Baca berita dengan sedikit iklan, klik di sini
TEMPO.CO, Jakarta - Sejarawan dan penulis buku JJ Rizal berpendapat razia buku yang masih terjadi di sejumlah daerah adalah perbuatan anarkistis, bahkan menyabotase cita-cita negara.
"Tidak setuju kepada satu buku langkahnya bukan anarki, tetapi ikuti jalan konstitusi," katanya saat dihubungi Tempo, Senin, 12 Agustus 2019.
Razia buku juga terjadi pada Orde Baru di bawah Presiden Soeharto. "Bahkan lebih buruk. Kini tidak terstruktur, liar. Ada oknum birokrasi negara tetapi juga ada ormas," tutur JJ Rizal.
Razia buku yang dianggap menyebarkan faham kiri di Toko Gramedia, Kota Makassar, terjadi pada Sabtu, 3 Agustus 2019.
Sebelumnya, 23 Januari 2019, Jaksa Agung Muhammad Prasetyo justru mengusulkan razia buku yang mengandung ajaran komunisme dan ideologi terlarang lainnya secara besar-besaran.
"Saya usulkan kalau mungkin ya lakukan razia besar besaran saja," ujar Prasetyo saat ditemui di Gedung DPR, Jakarta Selatan, pada Rabu, 23 Januari 2019.
Menurut JJ Rizal, UUD 1945 jelas menyebut salah satu tujuan dibentuknya pemerintahan Negara Republik Indonesia adalah untuk mencerdaskan kehidupan bangsa.

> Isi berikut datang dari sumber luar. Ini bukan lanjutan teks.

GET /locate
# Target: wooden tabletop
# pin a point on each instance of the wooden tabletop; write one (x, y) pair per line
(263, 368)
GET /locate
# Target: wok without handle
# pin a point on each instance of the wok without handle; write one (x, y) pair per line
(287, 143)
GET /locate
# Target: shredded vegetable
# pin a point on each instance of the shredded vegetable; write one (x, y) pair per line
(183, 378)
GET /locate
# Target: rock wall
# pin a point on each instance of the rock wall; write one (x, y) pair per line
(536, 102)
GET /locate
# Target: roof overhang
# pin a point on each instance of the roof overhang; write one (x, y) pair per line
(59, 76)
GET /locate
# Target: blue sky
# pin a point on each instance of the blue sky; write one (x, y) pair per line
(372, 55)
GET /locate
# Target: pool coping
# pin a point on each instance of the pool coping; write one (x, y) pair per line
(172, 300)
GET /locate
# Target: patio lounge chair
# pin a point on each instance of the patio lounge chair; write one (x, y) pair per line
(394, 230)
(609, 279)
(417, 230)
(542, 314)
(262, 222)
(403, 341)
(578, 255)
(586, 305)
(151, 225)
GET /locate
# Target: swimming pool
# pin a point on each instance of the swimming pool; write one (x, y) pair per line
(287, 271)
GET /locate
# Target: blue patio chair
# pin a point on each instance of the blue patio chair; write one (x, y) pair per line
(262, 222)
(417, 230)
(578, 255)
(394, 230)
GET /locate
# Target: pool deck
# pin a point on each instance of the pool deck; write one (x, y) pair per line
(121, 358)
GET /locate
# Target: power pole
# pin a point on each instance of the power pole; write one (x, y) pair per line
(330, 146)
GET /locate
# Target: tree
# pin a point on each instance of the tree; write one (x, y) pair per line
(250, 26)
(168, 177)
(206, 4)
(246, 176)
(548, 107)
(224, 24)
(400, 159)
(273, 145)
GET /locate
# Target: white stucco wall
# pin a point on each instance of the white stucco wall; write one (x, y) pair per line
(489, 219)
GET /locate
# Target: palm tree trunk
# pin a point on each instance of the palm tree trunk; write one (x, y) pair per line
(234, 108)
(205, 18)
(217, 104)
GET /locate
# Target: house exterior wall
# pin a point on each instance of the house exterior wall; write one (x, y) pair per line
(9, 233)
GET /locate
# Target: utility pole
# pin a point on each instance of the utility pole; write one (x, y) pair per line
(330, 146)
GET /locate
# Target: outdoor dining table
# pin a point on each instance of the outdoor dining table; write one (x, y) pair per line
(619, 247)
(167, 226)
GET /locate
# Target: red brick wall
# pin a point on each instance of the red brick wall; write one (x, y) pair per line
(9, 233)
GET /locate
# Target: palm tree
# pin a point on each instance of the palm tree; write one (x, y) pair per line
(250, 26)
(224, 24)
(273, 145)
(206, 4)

Sedangkan buku adalah medium utama pencerdasan bangsa.
Seseorang yang tidak setuju terhadap satu buku pun tidak bisa menggugat ke pengadilan, apalagi melakukan razia buku.
Putusan Mahkamah Konstitusi Nomor 6-13-20/PUU-VIII/2010 menyatakan Undang-Undang Nomor 4 Tahun 1963 tentang Pengamanan Barang-barang Cetakan yang Isinya Dapat Mengganggu Ketertiban Umum bertentangan dengan Undang-Undang Dasar 1945.